I could stop my story right here, get up and make a cup of tea, turn the telly on instead. Find some old sitcom or reality show to fill up the dark, the flickering brotherhood of late-night TV, sleepless on sofas everywhere, laughing and crying together at the ludicrousness of human nature. I could watch an old film. A classic movie in black and white, the sort where men in narrow three-button suits clench their jaws and wave goodbye, take their secrets to the grave.

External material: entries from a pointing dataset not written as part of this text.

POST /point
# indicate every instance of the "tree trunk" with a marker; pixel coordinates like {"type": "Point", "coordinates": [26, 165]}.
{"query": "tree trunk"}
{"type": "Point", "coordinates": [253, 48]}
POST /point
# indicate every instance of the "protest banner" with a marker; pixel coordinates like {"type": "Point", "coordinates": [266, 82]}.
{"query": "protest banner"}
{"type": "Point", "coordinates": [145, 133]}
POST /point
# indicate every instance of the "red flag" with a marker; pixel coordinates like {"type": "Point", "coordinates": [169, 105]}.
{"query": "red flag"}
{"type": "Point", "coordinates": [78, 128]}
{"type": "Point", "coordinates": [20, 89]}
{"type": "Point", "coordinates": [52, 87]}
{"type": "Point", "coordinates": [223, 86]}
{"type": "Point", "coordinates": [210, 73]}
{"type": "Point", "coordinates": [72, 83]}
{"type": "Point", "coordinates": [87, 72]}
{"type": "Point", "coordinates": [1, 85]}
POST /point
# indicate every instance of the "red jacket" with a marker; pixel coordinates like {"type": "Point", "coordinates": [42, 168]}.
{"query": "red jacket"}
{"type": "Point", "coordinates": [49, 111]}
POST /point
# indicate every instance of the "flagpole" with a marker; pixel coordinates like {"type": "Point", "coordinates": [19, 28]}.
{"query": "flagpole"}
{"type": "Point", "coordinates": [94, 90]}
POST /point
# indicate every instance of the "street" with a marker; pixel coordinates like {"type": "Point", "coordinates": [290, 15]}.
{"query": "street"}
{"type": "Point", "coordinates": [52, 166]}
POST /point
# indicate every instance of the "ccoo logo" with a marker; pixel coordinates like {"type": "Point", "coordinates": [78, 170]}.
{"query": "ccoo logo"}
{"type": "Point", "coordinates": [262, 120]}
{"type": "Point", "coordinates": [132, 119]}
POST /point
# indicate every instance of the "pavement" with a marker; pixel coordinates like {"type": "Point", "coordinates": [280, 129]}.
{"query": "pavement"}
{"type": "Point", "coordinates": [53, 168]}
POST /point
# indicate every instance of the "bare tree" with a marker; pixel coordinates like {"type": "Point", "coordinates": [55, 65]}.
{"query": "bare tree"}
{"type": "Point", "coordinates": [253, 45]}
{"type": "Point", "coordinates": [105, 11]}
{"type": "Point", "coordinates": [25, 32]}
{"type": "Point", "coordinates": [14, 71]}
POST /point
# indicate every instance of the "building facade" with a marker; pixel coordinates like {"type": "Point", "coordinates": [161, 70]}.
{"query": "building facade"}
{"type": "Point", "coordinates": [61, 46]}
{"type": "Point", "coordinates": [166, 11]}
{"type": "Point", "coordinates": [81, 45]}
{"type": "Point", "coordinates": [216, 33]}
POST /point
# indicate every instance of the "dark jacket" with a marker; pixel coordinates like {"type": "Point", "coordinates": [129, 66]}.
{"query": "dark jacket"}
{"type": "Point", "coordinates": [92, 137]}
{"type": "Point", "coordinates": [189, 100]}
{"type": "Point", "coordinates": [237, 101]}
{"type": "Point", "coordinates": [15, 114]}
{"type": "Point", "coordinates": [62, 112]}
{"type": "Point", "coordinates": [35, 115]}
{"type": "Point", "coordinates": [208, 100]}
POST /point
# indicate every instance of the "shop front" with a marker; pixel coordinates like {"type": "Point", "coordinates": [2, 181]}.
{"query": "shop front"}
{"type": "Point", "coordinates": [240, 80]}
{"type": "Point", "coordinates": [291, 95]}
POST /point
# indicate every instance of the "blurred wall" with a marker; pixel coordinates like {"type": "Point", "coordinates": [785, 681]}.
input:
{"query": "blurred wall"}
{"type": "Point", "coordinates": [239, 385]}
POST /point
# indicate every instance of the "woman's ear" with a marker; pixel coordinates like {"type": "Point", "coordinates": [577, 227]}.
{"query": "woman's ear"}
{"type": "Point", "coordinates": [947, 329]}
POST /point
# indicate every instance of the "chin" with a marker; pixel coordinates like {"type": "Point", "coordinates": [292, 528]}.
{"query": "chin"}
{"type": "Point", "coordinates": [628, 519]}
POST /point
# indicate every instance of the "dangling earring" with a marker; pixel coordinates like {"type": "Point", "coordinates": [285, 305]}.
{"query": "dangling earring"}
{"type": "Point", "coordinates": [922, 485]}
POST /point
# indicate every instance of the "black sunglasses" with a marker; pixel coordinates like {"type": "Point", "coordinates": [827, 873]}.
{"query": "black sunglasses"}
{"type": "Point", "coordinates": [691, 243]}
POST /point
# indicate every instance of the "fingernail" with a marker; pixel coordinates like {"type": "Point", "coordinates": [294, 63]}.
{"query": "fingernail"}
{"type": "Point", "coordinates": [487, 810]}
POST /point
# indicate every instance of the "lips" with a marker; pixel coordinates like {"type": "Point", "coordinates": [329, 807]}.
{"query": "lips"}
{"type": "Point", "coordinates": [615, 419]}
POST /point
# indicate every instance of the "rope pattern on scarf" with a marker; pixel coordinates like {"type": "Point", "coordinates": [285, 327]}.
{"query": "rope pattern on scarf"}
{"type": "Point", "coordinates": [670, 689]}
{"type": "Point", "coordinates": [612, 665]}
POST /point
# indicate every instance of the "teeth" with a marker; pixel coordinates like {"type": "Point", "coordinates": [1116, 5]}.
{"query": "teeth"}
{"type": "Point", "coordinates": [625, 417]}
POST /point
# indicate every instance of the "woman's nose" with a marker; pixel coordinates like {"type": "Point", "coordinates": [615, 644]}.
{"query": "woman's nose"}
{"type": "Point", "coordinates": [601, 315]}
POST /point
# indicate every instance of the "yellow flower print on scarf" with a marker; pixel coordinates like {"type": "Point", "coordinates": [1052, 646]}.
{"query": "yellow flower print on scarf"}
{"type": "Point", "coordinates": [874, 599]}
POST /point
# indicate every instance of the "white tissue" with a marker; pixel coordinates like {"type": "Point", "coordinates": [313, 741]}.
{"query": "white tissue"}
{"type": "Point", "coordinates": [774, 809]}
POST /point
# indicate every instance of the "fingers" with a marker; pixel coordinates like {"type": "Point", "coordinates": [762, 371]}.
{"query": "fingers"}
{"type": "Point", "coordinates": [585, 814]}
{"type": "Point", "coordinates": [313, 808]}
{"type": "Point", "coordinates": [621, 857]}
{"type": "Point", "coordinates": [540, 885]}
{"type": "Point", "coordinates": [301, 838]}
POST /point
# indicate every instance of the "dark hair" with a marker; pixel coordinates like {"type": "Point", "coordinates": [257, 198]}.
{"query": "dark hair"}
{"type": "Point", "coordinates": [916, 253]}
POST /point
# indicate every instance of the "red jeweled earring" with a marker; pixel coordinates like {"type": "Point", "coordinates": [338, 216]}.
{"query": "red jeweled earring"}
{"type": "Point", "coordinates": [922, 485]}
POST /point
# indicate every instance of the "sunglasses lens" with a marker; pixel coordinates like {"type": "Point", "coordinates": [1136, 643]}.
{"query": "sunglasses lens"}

I’m not going to, of course. We both know that. I’m going to pour myself another wine and tell you about Babs. I said I would, didn’t I? And it doesn’t do to break a promise.

I’m going to summon up my great-aunt. I know perfectly well I should take a leaf out of Grandpa William’s book, keep my hands in my pockets, my luggage shut. But Babs makes such a racket, banging around in there, demanding to be let out of my head.

Or is she trying to get in? It’s hard to tell. The territory looks much the same, either way — the interior of her skull and mine are built to the same pattern.

She’d have made a good salesperson, Babs. My opportunistic aunt, the good clever girl who listened and never complained, and always made the most of whatever she was given.